Akka上下文变为保持州秩序

时间:2015-05-13 09:03:52

标签: scala akka mutable

我有以下简单的Actor:

class MutableStateActor extends Actor with ActorLogging {

  var counter = 0

  val increment = (x: Int) => {
    counter = counter + 1
    s"$counter"
  }

  def receive = {
    case _ => context.become(mutableReceiver)
  }

  def mutableReceiver: Receive = {
    case Increment => {
      Future { println(s"counter in Increment is ${increment(counter)}"); self ! CounterStatus }
      //println(s"counter in Increment is ${increment(counter)}"); self ! CounterStatus
    }
    case CounterStatus => {
      println(counter)
    }
  }
}
object MutableStateActor {
  case class Increment()
  case class CounterStatus()
}

当我使用以下测试进行测试时:

  "A MutableStateActor" must {

    val actorRef = system.actorOf(Props[MutableStateActor])

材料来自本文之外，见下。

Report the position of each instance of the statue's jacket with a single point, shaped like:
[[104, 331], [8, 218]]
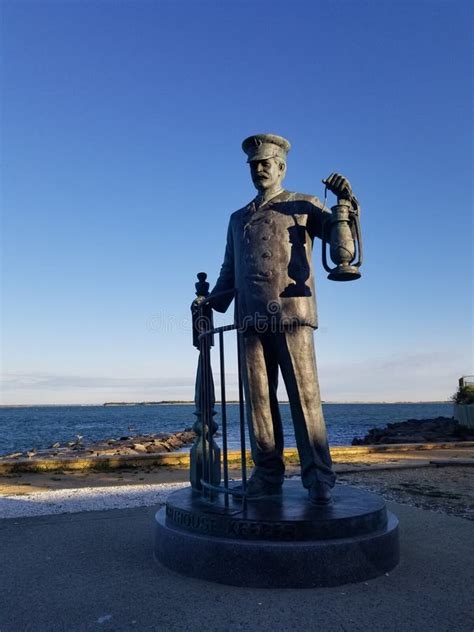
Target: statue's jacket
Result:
[[268, 262]]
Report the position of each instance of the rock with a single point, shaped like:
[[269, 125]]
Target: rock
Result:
[[439, 430]]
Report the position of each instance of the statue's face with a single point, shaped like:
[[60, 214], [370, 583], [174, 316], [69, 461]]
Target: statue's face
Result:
[[266, 173]]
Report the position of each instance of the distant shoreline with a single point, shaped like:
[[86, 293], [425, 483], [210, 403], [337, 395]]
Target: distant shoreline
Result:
[[191, 403]]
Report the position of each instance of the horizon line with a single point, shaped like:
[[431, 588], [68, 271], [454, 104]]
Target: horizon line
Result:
[[190, 402]]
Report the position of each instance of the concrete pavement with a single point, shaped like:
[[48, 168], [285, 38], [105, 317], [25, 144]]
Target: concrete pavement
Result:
[[95, 571]]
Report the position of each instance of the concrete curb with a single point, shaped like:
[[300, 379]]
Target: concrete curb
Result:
[[181, 459]]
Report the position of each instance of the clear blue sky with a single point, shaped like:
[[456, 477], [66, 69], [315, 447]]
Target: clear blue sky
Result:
[[122, 125]]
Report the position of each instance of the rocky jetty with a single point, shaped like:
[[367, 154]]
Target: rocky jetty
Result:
[[127, 445], [438, 430]]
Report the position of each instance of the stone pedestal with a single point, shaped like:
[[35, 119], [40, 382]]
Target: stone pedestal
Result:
[[278, 542]]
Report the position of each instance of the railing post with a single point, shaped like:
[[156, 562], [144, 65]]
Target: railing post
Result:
[[205, 460]]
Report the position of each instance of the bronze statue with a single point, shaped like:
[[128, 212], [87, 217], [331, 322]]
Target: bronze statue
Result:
[[268, 262]]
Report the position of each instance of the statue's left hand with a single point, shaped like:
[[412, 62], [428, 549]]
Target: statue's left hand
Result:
[[339, 185]]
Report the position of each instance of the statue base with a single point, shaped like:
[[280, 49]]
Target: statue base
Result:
[[279, 541]]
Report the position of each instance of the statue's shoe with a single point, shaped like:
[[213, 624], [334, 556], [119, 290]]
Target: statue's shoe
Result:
[[319, 493], [257, 488]]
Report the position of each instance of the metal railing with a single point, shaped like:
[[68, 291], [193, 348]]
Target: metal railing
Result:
[[205, 458]]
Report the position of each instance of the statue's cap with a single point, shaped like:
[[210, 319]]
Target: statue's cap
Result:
[[264, 146]]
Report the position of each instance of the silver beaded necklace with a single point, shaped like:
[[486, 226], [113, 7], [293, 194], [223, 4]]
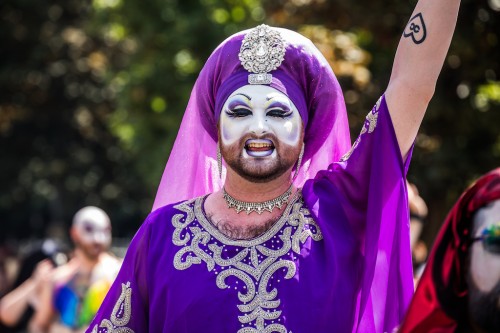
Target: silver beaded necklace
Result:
[[258, 207]]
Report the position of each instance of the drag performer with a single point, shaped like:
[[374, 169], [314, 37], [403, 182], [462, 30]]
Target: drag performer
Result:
[[265, 220], [460, 287]]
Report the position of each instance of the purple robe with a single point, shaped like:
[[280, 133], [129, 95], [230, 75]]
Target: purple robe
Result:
[[338, 260]]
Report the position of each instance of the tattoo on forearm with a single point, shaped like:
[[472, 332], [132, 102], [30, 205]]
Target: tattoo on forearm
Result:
[[416, 29]]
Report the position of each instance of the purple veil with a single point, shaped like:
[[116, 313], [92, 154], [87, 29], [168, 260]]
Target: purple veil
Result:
[[304, 76]]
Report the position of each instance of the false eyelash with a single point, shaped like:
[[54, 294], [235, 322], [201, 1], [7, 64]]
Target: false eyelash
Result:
[[238, 112], [279, 113]]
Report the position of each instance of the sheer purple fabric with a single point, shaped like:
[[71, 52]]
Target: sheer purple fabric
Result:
[[338, 261], [305, 76]]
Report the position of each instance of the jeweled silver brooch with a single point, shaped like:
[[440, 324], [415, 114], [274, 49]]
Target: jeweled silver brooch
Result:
[[262, 50]]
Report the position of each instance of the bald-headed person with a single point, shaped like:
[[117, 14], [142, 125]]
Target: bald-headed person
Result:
[[74, 292]]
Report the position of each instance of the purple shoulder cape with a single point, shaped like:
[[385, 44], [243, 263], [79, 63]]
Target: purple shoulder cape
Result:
[[337, 261]]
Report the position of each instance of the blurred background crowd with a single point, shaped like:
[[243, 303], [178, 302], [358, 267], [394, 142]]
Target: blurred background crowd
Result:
[[92, 93]]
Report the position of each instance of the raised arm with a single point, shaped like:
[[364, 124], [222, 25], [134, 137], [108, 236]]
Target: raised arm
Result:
[[418, 62]]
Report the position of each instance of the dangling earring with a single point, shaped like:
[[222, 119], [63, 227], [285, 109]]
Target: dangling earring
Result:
[[299, 163], [219, 160]]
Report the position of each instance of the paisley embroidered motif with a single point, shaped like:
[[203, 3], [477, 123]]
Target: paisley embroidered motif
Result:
[[259, 263], [368, 127], [122, 312]]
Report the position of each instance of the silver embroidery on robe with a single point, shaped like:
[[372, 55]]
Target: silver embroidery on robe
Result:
[[368, 127], [255, 265], [122, 312]]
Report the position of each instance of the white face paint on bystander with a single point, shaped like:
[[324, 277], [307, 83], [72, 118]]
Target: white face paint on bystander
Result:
[[261, 133], [91, 231]]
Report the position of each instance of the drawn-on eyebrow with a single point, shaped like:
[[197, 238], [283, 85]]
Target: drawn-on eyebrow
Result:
[[278, 104], [247, 97]]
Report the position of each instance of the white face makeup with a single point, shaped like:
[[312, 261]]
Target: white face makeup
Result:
[[260, 112], [93, 227], [484, 265]]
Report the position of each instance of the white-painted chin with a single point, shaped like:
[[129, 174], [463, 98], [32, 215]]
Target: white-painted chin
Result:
[[263, 153]]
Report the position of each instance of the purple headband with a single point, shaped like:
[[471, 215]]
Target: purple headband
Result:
[[280, 81]]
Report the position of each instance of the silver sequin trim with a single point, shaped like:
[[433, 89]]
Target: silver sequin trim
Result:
[[254, 265], [122, 312]]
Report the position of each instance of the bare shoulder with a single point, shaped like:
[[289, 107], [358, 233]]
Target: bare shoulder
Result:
[[407, 107]]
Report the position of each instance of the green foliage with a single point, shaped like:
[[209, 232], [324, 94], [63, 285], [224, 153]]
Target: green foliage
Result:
[[459, 139]]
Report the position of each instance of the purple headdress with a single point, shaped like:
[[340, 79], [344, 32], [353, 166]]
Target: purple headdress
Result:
[[280, 58]]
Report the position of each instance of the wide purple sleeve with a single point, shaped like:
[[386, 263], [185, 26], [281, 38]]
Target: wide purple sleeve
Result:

    "mutate state in order" in {
      1 to 5 foreach {
        x => actorRef ! Increment
      }
    }
  }

我可以看到保存计数器递增的顺序。我明白了:

counter in Increment is 1
counter in Increment is 2
counter in Increment is 3
counter in Increment is 4
4
4
4
4

如果我在我的演员中改变我的接收方法而不做上下文。成为:

 def receive: Receive = {
    case Increment => {
      Future { println(s"counter in Increment is ${increment(counter)}"); self ! CounterStatus }
      //println(s"counter in Increment is ${increment(counter)}"); self ! CounterStatus
    }
    case CounterStatus => {
      println(counter)
    }
  }

我得到一个关于计数器增量的非确定性行为。

counter in Increment is 2
counter in Increment is 4
counter in Increment is 1
counter in Increment is 3
counter in Increment is 5
5
5
5
5
5

1 个答案:

答案 0 :(得分:0)

在第一种情况下,println在解析Future时执行,并按创建顺序解析。

在第二种情况下,println在一个线程中执行,然后返回Future,因此,线程执行的顺序是不确定的。